Even EU officials are now finally admitting that a lot – or, rather, most – of the people we have been calling ‘refugees’ are not refugees. They are economic migrants with no more right to be called European citizens than anybody else in the world. Even Frans Timmermans, Vice President of the European Commission, made this point this week. In his accounting, at least 60pc of the people who are here are economic migrants who should not be here –  are from North African states such as Morocco and Tunisia. As he told Dutch television:-

“These are people that you can assume have no reason to apply for refugee status.”
Swedish officials are coming to a similar conclusion, saying that as many as 80,000 of the mainly young men who have gone to Sweden as ‘refugees’ in the past year alone are no such thing.

Now there are the usual attempts to crowd-please from certain politicians and officials who are talking about how they might have to deport these people. But they won’t, will they? Does anybody honestly believe that the Swedish authorities are currently preparing to deport 80,000 fake asylum seekers from their country?

Or let us assume that the 60pc figure is correct for Germany and that 60pc of the people who have arrived in Germany in the past year alone should not be there. Given that it has taken in more than a million people in the last twelve months, is Germany now going to deport as many as three quarters of a million fake asylum seekers from its territory? Of course not. They will not even attempt it. Everybody in Europe knows that. And everybody following events and weighing up their chances from outside Europe knows that.

Everybody on earth now knows that Europe’s present leaders lack either the will or the means to enforce their own laws. So more people will come next year, and the year after that and the year after that. All in the knowledge that once you’re in, you’re in. If the facts were otherwise then Sweden, Germany and other countries across the continent would currently be preparing to ship hundreds of thousands of people out of Europe and back to their countries of origin.

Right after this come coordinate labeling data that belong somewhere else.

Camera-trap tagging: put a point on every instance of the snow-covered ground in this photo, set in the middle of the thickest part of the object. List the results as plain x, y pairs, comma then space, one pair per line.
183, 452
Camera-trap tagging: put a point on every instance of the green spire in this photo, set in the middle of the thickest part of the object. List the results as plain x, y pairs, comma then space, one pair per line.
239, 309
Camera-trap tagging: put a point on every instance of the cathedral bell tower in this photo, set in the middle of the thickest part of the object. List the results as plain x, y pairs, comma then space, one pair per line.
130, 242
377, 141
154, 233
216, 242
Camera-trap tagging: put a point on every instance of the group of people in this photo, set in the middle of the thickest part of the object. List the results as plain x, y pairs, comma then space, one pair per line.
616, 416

But they’re not.

And so the numbers coming in will increase, and the politicians will keep posing, and the European peoples will rightly get more and more enraged at the fact that their continent is being taken away from them. Eventually perhaps even the constant bogeyman warnings about the ‘far-right’ will lose their capacity to scare. Not good times ahead, I’d say.

Still, at least we all listened to Benedict Cumberbatch.